Donnerstag, 16. Februar 2006

Der diskrete Charme einer scharlachfarbenen Dame (2)


Das Weiblich-Dämonische in Kunst und Religion
- um Fussnoten und Anmerkungen gekürzte Version -

Es ist nur aus der persönlichen Vita von Edward Alexander Crowley (1875-1947) zu erklären, warum er eine der symbolhaften Figuren seiner persönlichen Theo-Mythologie, wie sie in „Liber Al vel Legis“, dem Buch des Gesetzes, zum Ausdruck kommt, mit dem Titel „Scharlachweib“ belegt. „Nun sollt ihr wissen, daß der erwählte Priester & Apostel des unendlichen Raumes der Prinz-Priester das Tier ist; und in seine Frau, Scharlach-Frau genannt, ist alle Macht gegeben“, heisst es, eine deutliche Homage an die Ikonographie des Johannes-Evangeliums, aus dem er sein Leben lang Inspiration bezog.

In den indischen Lehren, in denen er so überaus bewandt war, ist dies eine recht gute Umschreibung der Shakti, des weiblichen Aspektes, der Gefährtin und Macht der hinduistischen Götter. (Und tatsächlich ist ‚Kraft, Macht, Energie’ auch eine exakte Übersetzung für shakti) Dass er mehrere seiner Gefährtinnen bei magischen Experimenten mit diesem Titel belegte, ist eine klare Parallele zum Brauchtum bestimmter Tantra- und Nathschulen, bei denen dem Yogi auch immer eine Yogini zur rituellen Praxis beigesellt wird.

Dass Shakti die Macht, aber auch den passiven Aspekt versinnbildlicht – das Yin zum Yang des Magiers, muss nicht unbedingt bedeuten, dass sie selbst eine passive Kraft darstellt.

„Die Frau soll mit einem Schwert gegürtet vor mich treten“, heißt es in Al III:15, im Hinduismus selbst gibt es meist einen „lichten“ und einen „dunklen“ Aspekt der Shaktideva: Kalimatra zum Beispiel ist der „dunkle“ Aspekt derer, von der Parvati den „lichten“ darstellt.

In einer anderen, eher umstrittenen Stelle (III:44-45) kommt die moralische Ambivalenz des aus einem puritanischen Elternhaus stammenden Bonvivants Crowley deutlich zum Tragen.

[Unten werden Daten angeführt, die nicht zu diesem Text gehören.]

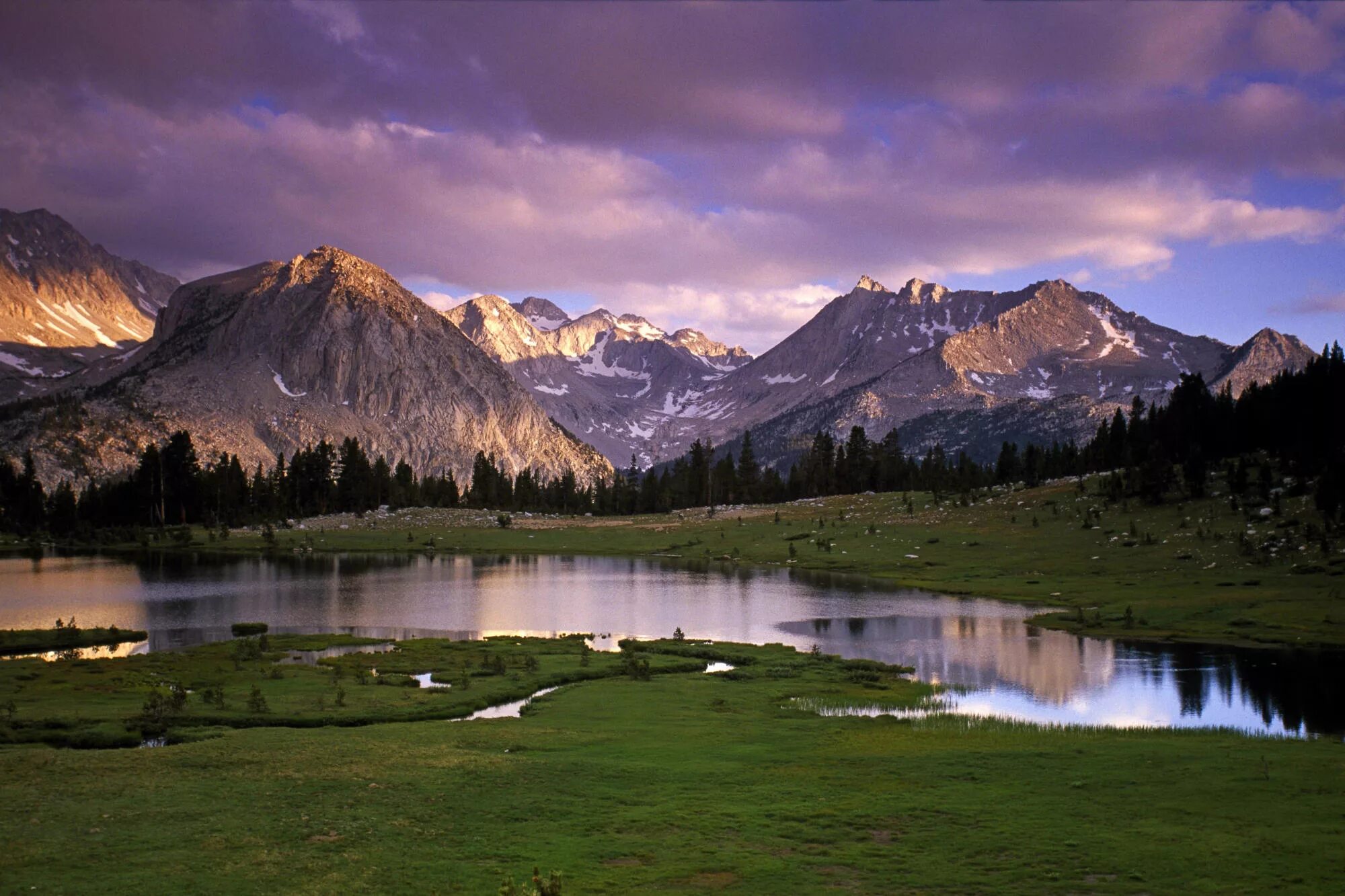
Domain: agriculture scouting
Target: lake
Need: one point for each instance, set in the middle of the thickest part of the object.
(1001, 665)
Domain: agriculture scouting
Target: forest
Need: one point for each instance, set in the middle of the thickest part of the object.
(1288, 431)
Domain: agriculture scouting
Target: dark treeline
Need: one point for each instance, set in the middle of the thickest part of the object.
(1296, 421)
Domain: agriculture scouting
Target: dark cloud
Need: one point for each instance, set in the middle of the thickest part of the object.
(715, 161)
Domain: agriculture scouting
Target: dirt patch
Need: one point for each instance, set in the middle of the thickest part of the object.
(714, 880)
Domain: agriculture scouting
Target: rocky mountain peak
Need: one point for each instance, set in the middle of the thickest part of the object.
(918, 291)
(541, 313)
(282, 354)
(1258, 360)
(67, 304)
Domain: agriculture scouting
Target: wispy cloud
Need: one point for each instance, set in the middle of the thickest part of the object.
(726, 166)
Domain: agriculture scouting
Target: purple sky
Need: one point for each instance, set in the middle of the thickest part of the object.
(730, 167)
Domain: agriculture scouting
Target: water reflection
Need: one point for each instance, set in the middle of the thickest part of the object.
(1009, 667)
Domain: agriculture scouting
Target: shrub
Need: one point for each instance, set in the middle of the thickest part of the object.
(256, 701)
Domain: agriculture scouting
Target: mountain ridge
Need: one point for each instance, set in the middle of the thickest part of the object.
(325, 346)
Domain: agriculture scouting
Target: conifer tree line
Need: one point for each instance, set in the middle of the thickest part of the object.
(1295, 424)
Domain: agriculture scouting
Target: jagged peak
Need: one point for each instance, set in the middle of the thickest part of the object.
(918, 290)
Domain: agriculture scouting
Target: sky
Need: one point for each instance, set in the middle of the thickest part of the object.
(731, 167)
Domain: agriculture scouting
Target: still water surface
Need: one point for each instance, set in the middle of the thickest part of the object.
(1004, 666)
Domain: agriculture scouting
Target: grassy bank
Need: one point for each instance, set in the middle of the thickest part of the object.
(685, 783)
(33, 641)
(1184, 571)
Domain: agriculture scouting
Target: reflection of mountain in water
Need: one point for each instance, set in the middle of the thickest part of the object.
(1284, 689)
(1019, 670)
(976, 651)
(1299, 686)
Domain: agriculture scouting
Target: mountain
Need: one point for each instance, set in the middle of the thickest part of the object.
(1261, 358)
(973, 368)
(67, 304)
(283, 354)
(619, 382)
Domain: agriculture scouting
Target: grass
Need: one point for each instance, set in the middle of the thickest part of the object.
(681, 783)
(1180, 568)
(33, 641)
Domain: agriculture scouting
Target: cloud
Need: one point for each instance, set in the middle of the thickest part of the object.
(1316, 303)
(443, 302)
(730, 167)
(340, 21)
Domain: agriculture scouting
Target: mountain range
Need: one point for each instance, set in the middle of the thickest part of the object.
(68, 306)
(280, 354)
(283, 354)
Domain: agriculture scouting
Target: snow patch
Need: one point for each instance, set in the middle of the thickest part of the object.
(594, 365)
(1116, 337)
(282, 385)
(21, 365)
(547, 323)
(644, 329)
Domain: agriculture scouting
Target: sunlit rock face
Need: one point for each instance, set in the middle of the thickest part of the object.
(972, 369)
(68, 306)
(1261, 358)
(619, 382)
(283, 354)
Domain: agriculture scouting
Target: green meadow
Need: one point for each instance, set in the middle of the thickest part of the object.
(1198, 571)
(675, 780)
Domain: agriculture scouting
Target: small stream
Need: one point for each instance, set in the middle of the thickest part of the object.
(1000, 663)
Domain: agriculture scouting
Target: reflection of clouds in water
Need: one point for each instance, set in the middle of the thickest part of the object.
(1016, 670)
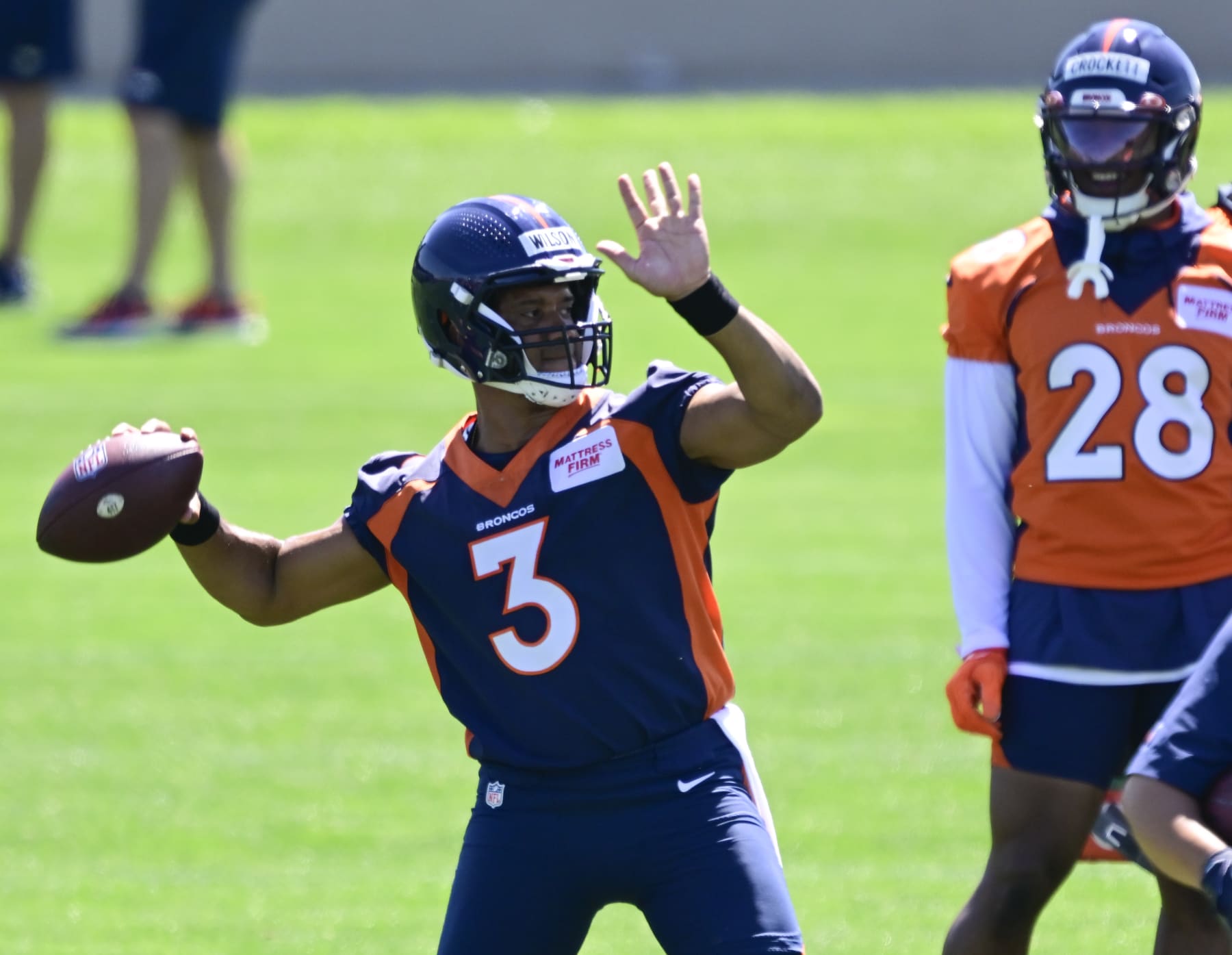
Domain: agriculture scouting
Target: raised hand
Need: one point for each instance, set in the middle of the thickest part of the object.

Seine Vorstellung einer Frau soll gleichzeitig sittenlos aber gleichzeitig seinem Werk so ergeben sein wie eine Nonne, sonst möge sie als Hure enden.

Ambivalent umschreibt diese Vorstellung wohl am besten, wenn man bedenkt, dass er in späteren Werken diese Vorstellung von Shakti mit einer Göttergestalt vermischt, die er selbst nach einem Wort aus Dr. John Dee’s und Edward Kellys katholischer Engelsmagie Babalon(d) benannte, was in dieser sogenannten „Enochischen Sprache“ schlicht ebenfalls ‚Hure’ bedeutet. Etwas, was sich sicherlich kein frommer Hindu als Titel für Shakti herausnehmen würde.

Die Irritation, die mit dieser Namensgebung Hand in Hand geht, löst sich nur zögerlich, wenn man sich die Grundaussage von Crowleys „Roter Magie“ – Magick mit einem „K“ – ins Gedächtnis ruft. Die Kunst der Vereinigung kann nur gelingen, wenn kein Vorbehalt besteht: das einzig Revolutionäre von Crowley als Magier wie als Künstler war ein gewisser „Mut zur Hässlichkeit“ – auch in der Wahl seiner spirituellen Betätigungsfelder.

Das Tabu und der Glamour mischen sich in einem Bild, und folgerichtig ist das „Gefäß“ Babalons nicht nur der Heilige Gral, sondern auch „die goldene Schale ihrer Unzucht“, wie es in einem weiteren Werk, „Liber Cheth“, heisst.